K4.4.4 Task 4.4

Schema Says Valid. Line Items Don't Sum to Total. Both Are True.

tool_use guarantees structural correctness: valid JSON, required fields present, correct types. It does NOT guarantee semantic correctness. A schema-valid extraction can have line items that do not sum to the total, an email without @, or a start date after the end date.

The Gap

In one pipeline, tool_use caught 0 errors at generation time (it prevents structural issues by design).

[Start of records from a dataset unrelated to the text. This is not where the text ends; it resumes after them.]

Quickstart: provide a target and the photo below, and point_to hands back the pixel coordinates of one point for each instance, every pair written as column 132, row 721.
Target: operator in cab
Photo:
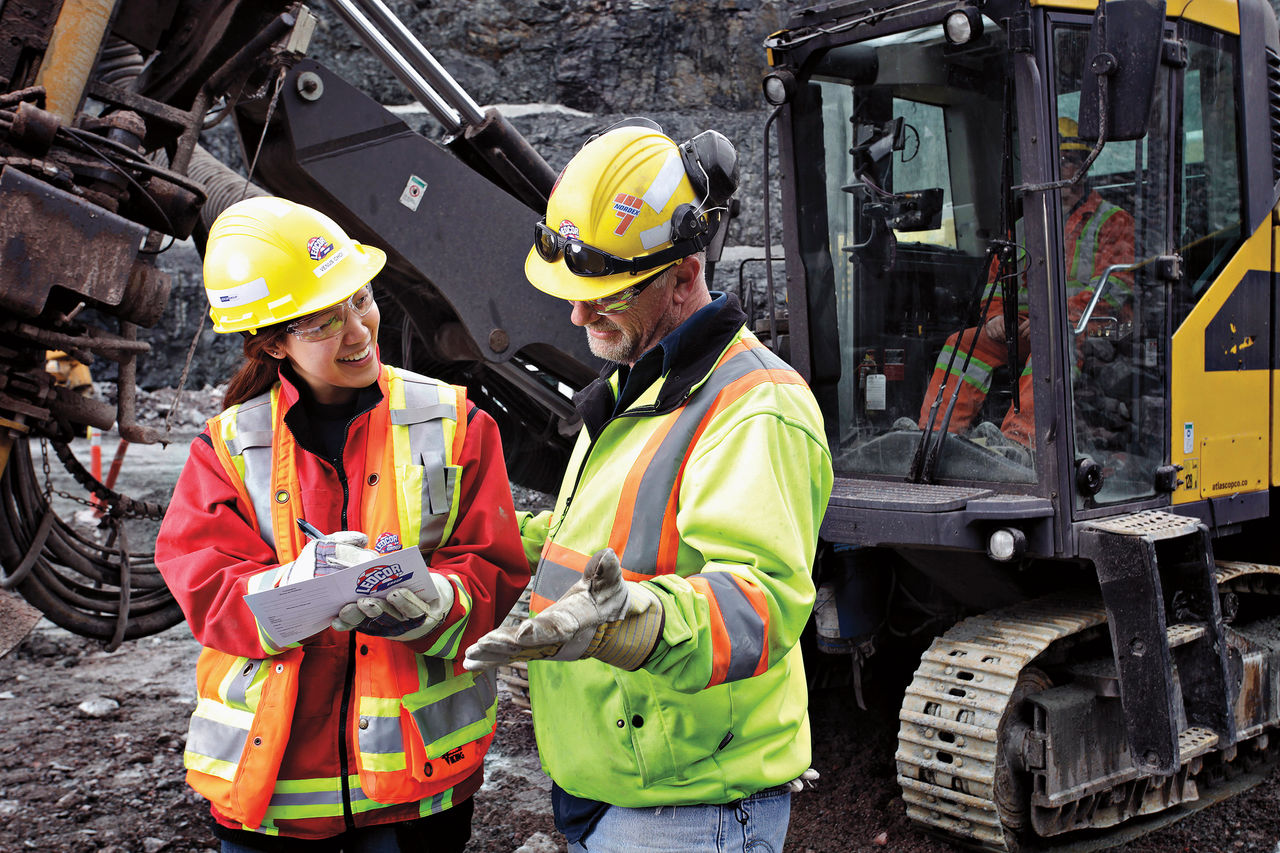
column 1097, row 236
column 673, row 576
column 368, row 735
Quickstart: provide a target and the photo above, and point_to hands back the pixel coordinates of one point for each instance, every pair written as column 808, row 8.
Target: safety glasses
column 622, row 300
column 583, row 259
column 332, row 320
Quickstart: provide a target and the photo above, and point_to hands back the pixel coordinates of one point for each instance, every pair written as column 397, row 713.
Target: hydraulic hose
column 78, row 584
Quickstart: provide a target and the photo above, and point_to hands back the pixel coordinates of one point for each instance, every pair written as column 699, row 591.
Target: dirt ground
column 91, row 758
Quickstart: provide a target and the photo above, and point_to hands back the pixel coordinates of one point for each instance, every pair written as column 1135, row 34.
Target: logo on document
column 376, row 579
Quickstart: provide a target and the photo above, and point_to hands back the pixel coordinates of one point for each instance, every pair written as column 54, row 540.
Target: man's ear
column 688, row 278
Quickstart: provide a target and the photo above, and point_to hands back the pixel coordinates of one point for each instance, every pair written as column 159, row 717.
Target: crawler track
column 950, row 769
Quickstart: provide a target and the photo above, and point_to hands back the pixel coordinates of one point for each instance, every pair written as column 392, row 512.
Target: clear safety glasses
column 622, row 300
column 330, row 322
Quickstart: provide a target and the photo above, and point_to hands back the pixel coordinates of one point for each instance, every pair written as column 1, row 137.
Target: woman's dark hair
column 260, row 370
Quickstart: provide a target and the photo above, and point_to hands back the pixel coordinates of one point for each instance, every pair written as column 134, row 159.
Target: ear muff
column 688, row 223
column 711, row 163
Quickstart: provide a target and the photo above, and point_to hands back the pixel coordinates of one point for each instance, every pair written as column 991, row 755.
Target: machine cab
column 987, row 296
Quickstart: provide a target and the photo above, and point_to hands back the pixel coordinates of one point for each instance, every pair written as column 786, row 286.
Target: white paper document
column 293, row 612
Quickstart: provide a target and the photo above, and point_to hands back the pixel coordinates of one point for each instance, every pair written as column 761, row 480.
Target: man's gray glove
column 319, row 557
column 602, row 616
column 401, row 616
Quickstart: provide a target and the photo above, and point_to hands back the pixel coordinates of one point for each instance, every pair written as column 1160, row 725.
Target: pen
column 309, row 529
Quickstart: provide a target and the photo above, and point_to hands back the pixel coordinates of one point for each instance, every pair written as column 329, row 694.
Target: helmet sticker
column 627, row 208
column 329, row 263
column 318, row 247
column 241, row 293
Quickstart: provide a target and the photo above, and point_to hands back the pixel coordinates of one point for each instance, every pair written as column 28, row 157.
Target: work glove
column 602, row 616
column 323, row 556
column 401, row 616
column 805, row 779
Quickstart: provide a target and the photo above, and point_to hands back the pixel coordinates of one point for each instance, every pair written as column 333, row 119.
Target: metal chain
column 266, row 123
column 112, row 502
column 49, row 484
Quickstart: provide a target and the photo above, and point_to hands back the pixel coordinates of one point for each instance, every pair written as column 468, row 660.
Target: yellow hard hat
column 625, row 209
column 1069, row 136
column 269, row 260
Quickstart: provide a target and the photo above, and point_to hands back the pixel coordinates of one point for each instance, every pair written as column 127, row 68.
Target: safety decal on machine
column 414, row 192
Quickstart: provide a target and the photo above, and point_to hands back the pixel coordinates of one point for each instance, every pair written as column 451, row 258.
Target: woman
column 370, row 735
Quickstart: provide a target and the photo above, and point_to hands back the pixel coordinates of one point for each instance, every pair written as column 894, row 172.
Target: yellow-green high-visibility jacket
column 711, row 488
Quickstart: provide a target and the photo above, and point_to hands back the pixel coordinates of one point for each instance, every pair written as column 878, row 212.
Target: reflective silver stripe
column 977, row 373
column 458, row 710
column 741, row 623
column 435, row 804
column 237, row 692
column 659, row 477
column 252, row 442
column 310, row 798
column 424, row 414
column 421, row 414
column 553, row 579
column 380, row 734
column 215, row 739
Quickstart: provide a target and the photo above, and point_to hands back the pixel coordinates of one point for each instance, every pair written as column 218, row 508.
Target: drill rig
column 101, row 110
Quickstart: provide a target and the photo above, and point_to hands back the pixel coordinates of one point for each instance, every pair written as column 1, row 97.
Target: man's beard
column 620, row 350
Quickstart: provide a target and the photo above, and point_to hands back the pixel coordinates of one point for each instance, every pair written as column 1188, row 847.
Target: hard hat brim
column 365, row 263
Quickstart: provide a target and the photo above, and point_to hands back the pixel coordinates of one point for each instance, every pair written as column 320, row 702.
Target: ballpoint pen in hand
column 309, row 529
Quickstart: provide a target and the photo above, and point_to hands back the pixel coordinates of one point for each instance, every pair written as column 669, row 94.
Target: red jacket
column 208, row 548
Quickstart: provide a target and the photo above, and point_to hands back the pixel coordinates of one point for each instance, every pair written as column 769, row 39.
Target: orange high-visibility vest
column 411, row 708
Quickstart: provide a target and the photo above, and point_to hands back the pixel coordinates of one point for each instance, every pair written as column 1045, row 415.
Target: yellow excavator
column 1083, row 552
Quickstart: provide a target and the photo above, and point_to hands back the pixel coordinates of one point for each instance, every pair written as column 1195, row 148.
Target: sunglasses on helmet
column 583, row 259
column 332, row 320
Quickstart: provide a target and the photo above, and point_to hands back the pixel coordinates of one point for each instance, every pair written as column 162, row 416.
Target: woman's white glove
column 401, row 616
column 319, row 557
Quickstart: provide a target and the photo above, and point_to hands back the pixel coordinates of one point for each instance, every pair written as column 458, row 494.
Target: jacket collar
column 684, row 359
column 293, row 392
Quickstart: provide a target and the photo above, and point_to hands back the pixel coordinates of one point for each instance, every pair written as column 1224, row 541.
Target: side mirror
column 1124, row 56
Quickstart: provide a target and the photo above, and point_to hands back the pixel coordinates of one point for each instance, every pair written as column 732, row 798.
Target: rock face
column 560, row 71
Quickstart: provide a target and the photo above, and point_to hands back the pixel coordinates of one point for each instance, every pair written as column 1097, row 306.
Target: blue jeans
column 757, row 824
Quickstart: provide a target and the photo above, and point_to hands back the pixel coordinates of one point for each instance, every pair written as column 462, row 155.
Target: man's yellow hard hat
column 269, row 260
column 617, row 196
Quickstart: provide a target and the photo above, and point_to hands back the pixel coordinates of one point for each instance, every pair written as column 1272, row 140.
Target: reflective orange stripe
column 720, row 634
column 625, row 515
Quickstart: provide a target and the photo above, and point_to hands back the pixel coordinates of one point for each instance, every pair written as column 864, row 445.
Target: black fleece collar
column 688, row 364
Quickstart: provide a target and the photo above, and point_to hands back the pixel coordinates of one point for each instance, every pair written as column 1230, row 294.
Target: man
column 1096, row 236
column 673, row 575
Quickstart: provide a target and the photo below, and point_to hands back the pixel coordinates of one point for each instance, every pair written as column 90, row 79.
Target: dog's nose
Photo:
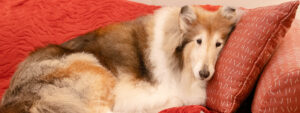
column 204, row 74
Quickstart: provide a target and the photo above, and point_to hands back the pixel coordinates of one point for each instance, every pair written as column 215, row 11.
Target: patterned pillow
column 248, row 49
column 278, row 89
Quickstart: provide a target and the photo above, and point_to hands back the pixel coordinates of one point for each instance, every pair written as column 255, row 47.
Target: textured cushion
column 247, row 51
column 278, row 89
column 186, row 109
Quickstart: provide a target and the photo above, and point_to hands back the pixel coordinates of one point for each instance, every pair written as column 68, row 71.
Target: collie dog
column 157, row 61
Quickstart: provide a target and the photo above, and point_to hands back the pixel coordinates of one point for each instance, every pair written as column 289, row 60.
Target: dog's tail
column 19, row 107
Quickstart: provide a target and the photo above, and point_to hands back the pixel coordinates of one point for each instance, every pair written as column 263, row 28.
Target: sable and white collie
column 145, row 65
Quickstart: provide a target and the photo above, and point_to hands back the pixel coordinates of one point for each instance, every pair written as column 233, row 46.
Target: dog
column 145, row 65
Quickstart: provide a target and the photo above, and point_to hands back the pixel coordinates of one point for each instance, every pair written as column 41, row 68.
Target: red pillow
column 278, row 89
column 248, row 49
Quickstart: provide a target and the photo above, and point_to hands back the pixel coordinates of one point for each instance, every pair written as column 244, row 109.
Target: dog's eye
column 199, row 41
column 218, row 44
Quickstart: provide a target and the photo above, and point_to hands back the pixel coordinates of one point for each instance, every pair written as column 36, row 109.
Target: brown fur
column 129, row 41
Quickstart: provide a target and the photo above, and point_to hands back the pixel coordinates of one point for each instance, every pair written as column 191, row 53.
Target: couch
column 24, row 27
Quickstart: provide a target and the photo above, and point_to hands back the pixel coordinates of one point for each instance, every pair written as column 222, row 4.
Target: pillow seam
column 261, row 53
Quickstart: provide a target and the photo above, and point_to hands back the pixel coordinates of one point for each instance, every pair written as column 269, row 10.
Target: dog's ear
column 186, row 17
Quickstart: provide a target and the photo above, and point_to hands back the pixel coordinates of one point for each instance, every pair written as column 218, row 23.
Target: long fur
column 141, row 66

A separate semantic validation layer caught 20% of extractions with logical errors:

  • 12% cross-field inconsistency (sums wrong, dates contradictory)
  • 5% values in wrong fields (author name in version field)
  • 3% fabricated data

Without semantic validation, all 20% reached downstream systems undetected.

Two-Layer Validation

LayerWhat it catchesMechanism
Structural (tool_use)Missing fields, wrong types, malformed JSONJSON Schema at generation time
Semantic (application code)Sum mismatches, date ordering, value-in-wrong-fieldBusiness logic after generation

JSON Schema cannot express “line items must sum to total” or “start_date must precede end_date.” These checks require application-layer validation code.

The False Sense of Security

“If the schema passes, the data is good” is wrong. Schema-valid output is structurally correct — it may be semantically nonsensical. Both layers are necessary, and they address fundamentally different error classes.


One-liner: tool_use guarantees structure, not meaning — add semantic validation (sum checks, date ordering, cross-field logic) because 20% of schema-valid extractions contain logical errors that schema alone cannot detect.